Je suis heureux de rencontrer l'un des pères de la loi Informatique et libertés, loi utile s'il en est, alors que tant d'autres ne le sont pas...
J'ai longtemps cru ne jamais pouvoir me passer de mon stylo ; je l'ai d'ailleurs toujours sur moi. Mais je ne pourrais pas non plus me passer du traitement de texte. L'informatique, comme la machine à vapeur avant elle, a transformé notre société. Le numérique est avant tout un outil qu'il s'agit de s'approprier. À cet égard, j'aurai un petit reproche à vous faire car cet outil ne devrait pas servir seulement à mieux vendre mais pourrait aussi être utilisé pour mieux penser. Voilà un aspect très absent de la réflexion générale même si je note que vous avez évoqué Chomsky.
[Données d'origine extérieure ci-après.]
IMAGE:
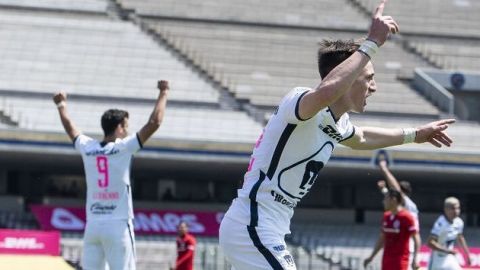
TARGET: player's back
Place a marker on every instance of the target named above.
(446, 231)
(107, 170)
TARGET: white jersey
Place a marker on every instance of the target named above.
(447, 234)
(285, 163)
(107, 170)
(411, 207)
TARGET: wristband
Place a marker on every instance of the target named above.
(369, 48)
(61, 104)
(409, 135)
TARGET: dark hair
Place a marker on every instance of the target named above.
(396, 195)
(333, 52)
(406, 188)
(111, 119)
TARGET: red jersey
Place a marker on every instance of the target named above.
(397, 230)
(185, 250)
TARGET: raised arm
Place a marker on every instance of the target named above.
(157, 115)
(392, 182)
(341, 78)
(60, 99)
(463, 244)
(417, 242)
(368, 138)
(376, 249)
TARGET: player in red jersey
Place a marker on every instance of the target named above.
(397, 228)
(185, 247)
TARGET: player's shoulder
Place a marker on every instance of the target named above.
(295, 92)
(191, 238)
(441, 221)
(458, 221)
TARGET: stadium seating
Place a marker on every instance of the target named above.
(433, 17)
(95, 6)
(323, 13)
(449, 53)
(90, 55)
(261, 64)
(179, 124)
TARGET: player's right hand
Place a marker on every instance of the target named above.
(381, 26)
(366, 262)
(163, 85)
(59, 97)
(381, 184)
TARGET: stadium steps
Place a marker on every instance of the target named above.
(225, 99)
(90, 55)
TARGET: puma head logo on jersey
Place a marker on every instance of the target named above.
(281, 199)
(331, 132)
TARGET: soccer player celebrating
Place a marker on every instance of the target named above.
(398, 227)
(298, 141)
(185, 248)
(445, 232)
(404, 188)
(109, 233)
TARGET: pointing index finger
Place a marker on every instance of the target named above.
(379, 10)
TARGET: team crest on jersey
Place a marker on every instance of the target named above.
(331, 132)
(396, 224)
(296, 179)
(289, 260)
(281, 199)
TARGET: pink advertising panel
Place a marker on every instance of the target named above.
(29, 242)
(145, 222)
(424, 257)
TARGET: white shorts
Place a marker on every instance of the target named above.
(253, 248)
(111, 242)
(444, 262)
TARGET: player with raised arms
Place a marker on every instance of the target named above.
(299, 139)
(109, 236)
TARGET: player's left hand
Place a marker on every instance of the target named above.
(434, 133)
(163, 86)
(469, 260)
(381, 184)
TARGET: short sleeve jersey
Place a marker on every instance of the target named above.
(107, 170)
(397, 230)
(447, 232)
(286, 161)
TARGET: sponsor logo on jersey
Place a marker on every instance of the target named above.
(106, 152)
(331, 132)
(281, 199)
(98, 208)
(106, 195)
(63, 219)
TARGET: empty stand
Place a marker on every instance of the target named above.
(433, 17)
(449, 53)
(95, 6)
(90, 55)
(179, 123)
(322, 13)
(261, 64)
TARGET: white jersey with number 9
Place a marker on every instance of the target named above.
(107, 170)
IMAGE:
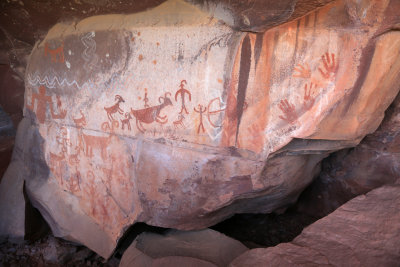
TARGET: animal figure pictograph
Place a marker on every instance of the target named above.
(114, 108)
(146, 100)
(80, 122)
(201, 110)
(152, 114)
(182, 91)
(54, 53)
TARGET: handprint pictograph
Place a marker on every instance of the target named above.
(304, 71)
(288, 110)
(309, 97)
(330, 66)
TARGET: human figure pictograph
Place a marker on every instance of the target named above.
(42, 100)
(200, 111)
(182, 91)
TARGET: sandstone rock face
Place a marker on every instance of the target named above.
(172, 118)
(363, 232)
(346, 174)
(206, 245)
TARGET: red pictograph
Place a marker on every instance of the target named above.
(182, 91)
(201, 110)
(41, 100)
(304, 71)
(288, 110)
(309, 96)
(152, 114)
(114, 108)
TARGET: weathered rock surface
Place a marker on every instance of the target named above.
(207, 245)
(363, 232)
(194, 247)
(172, 118)
(348, 173)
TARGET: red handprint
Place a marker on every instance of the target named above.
(309, 97)
(303, 70)
(329, 65)
(288, 110)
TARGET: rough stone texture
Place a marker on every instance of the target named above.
(363, 232)
(12, 201)
(173, 118)
(348, 173)
(207, 245)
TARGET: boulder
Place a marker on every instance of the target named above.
(207, 245)
(173, 118)
(363, 232)
(351, 172)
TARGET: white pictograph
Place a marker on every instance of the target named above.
(89, 54)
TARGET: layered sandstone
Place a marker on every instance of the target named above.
(173, 118)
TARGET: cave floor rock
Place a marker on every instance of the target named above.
(50, 252)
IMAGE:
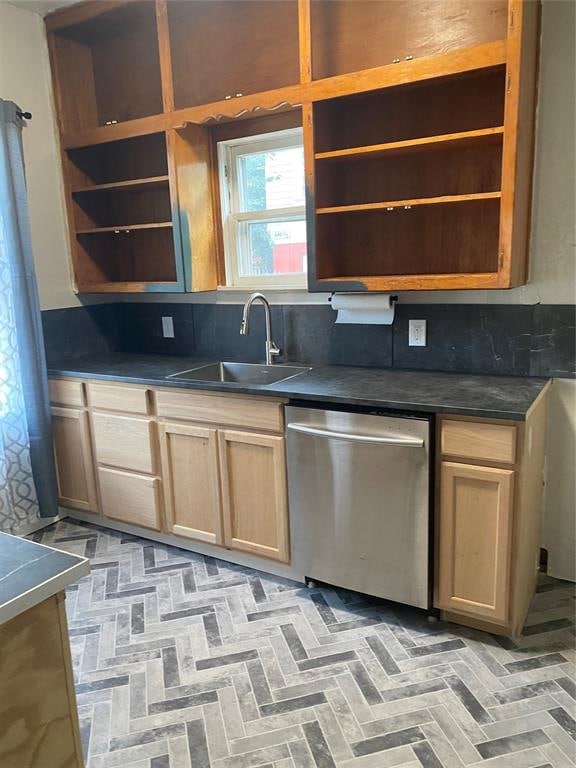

On s'est aperçu combien il pouvait être intéressant de comparer ce à quoi conduisaient les procédures algorithmiques mises en place par les opérateurs. Je pense à l'envahissant M. Google : les outils qu'il a développés sont loin d'être neutres, pourtant on ne se bouge pas trop pour faire autre chose. Pour trouver certaines informations sur Google, il faut chercher, quand d'autres sont envahissantes. Tapez « dette publique », et vous obtiendrez 566 000 occurrences. Tapez maintenant « dette privée », vous n'en aurez que 66 700. La dette publique, ce n'est pas beau ; la dette privée, on n'en parle pas. Il y a des biais qui s'insèrent sur la toile et ce serait tout de même bien de s'en préoccuper. De même, s'agissant de l'éducation, l'ordinateur, l'informatique, la connexion à internet servent uniquement à recueillir des informations alors que cela pourrait également permettre, via des jeux de simulations, de penser un petit peu autrement. Ce serait un point à développer.
Je suis conscient que vous n'avez pas pu tout dire mais il est un deuxième aspect qui semble manquer dans votre approche, à savoir le rôle des institutions. Que serait la Silicon Valley sans les grandes universités américaines, qui pompent pas mal de nos cerveaux, et puis surtout sans le Pentagone ?
Monsieur Lemoine, l'enjeu premier, c'est de mettre en place des programmes d'actions, de lancer des appels d'offres pour attirer chercheurs et innovateurs, ce que vous avez vous-même évoqué en parlant d'un certain nombre de programmes européens. Voilà qui serait autrement plus efficace que de savoir s'il faut privilégier une gouvernance interministérielle. Il faudrait aussi disposer d'une recherche fondamentale un peu plus étoffée. J'ai cru comprendre, si je me trompe, dites-le-moi, que la prochaine révolution informatique sera l'informatique quantique. C'est un domaine qui reste encore très confidentiel, notamment, je le crains, dans les universités françaises, alors qu'en Amérique du Nord on s'y intéresse déjà beaucoup.